Memmelsdorf: Sanierungsarbeiten am Schloss Seehof beginnen

Das Schloss Seehof bei Memmelsdorf (BA) wird umfangreich saniert. Hierfür investiert der Freistaat insgesamt rund 12,5 Millionen Euro. Der erste von insgesamt drei Bauabschnitten mit umfangreichen Restaurierungs- und Instandsetzungsarbeiten startet nun.

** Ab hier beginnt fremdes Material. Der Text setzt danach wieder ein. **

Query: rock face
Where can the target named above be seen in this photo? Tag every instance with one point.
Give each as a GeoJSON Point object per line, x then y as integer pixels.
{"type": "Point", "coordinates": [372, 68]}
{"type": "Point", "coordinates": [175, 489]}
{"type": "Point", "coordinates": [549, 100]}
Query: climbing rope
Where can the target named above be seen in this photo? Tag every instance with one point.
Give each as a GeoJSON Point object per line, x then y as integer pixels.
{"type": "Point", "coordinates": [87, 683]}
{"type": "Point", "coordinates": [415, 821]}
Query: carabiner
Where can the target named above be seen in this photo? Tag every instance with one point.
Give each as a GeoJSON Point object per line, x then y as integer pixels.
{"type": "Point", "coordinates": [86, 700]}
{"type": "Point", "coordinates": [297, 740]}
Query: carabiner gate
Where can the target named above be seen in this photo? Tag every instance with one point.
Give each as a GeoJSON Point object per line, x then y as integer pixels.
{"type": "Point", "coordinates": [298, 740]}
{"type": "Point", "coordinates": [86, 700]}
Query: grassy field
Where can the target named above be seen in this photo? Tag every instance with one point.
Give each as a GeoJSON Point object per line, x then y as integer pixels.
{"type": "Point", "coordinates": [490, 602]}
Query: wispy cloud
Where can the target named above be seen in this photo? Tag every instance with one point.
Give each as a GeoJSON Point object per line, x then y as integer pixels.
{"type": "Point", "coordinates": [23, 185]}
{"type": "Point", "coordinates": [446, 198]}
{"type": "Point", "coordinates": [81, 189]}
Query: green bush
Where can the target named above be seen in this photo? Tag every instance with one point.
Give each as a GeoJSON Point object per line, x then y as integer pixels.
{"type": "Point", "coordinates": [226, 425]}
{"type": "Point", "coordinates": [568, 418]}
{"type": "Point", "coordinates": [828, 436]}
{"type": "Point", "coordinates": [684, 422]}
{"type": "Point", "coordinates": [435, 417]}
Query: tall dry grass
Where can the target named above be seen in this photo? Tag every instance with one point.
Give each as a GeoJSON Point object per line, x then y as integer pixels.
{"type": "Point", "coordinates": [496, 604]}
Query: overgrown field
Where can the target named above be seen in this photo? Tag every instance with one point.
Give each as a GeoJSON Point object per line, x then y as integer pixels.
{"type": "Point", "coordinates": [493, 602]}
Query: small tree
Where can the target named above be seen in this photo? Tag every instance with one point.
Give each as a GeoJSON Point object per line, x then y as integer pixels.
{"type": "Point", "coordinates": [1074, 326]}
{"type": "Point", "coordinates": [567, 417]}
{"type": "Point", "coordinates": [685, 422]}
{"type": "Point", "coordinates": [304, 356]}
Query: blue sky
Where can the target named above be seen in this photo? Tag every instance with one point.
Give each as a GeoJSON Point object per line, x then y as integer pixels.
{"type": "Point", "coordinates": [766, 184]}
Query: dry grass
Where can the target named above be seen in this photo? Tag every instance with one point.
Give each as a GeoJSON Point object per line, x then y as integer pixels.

Dies teilte der bayerische Finanz- und Heimatminister Albert Füracker (CSU) mit.

Schloss weiterhin für die Besucher zugänglich

Im Rahmen der Sanierung, die bis 2023 andauern soll, werden die Fassaden, das Dach und die Parkmauern des Schlosses saniert sowie die Parkfiguren und Parktreppen restauriert. Die westlichen Türme und die Fassaden der ehemaligen Sommerresidenz der Bamberger Fürstbischöfe sind bereits eingerüstet und ein Wetterschutzdach ist installiert. Das Gerüst wandert während der drei Bauabschnitte um das Schloss. Das Schloss ist während der Baumaßnahme weiter durchgängig für Besucher zugänglich.

240 Holzfenster und 96 Fensterläden werden saniert

Im Zuge der Arbeiten werden alle Schiefereindeckungen am Gebäude komplett erneuert. Das gesamte Hauptdach, sowie die Ecktürme und Dachgauben werden dabei in der bauzeitlichen „Altdeutschen Deckungsart“ neu eingedeckt. Nachdem die Schieferdeckung im Fassadenbereich entfernt ist wird mit der Reinigung der Putz- und Natursteinflächen begonnen. Schadhafte Stellen werden durch Ergänzungen mit Kalkputz ersetzt, die noch bauzeitlichen Putzreste werden gefestigt und hinterfüllt um den Bestand zu erhalten. Außerdem erfolgt eine Erneuerung des Fassadenanstrichs mit Kalkkaseinfarbe in historischer Technik. Im Anschluss an die Fassadensanierung werden die insgesamt rund 240 Holzfenster und 96 Fensterläden restauriert und der Anstrich erneuert. Auch die Figurengruppen, die Parkmauern, das Seegitter sowie die Kaskade des Schlossparkes werden restauriert.

Schloss beherbergt besonders geschützte Tierarten

Neben den speziellen handwerklichen Anforderungen der Sanierung birgt das Schloss Seehof laut dem Ministerium noch eine weitere Herausforderung. Das Gebäude beherbergt nämlich einige besonders geschützte Tierarten, wie Mauersegler, Dohlen, Turmfalken und Fledermäuse. Füracker kündigte an, dass die Gerüstbauarbeiten zeitlich an das Brutverhalten der Vögel angepasst wird.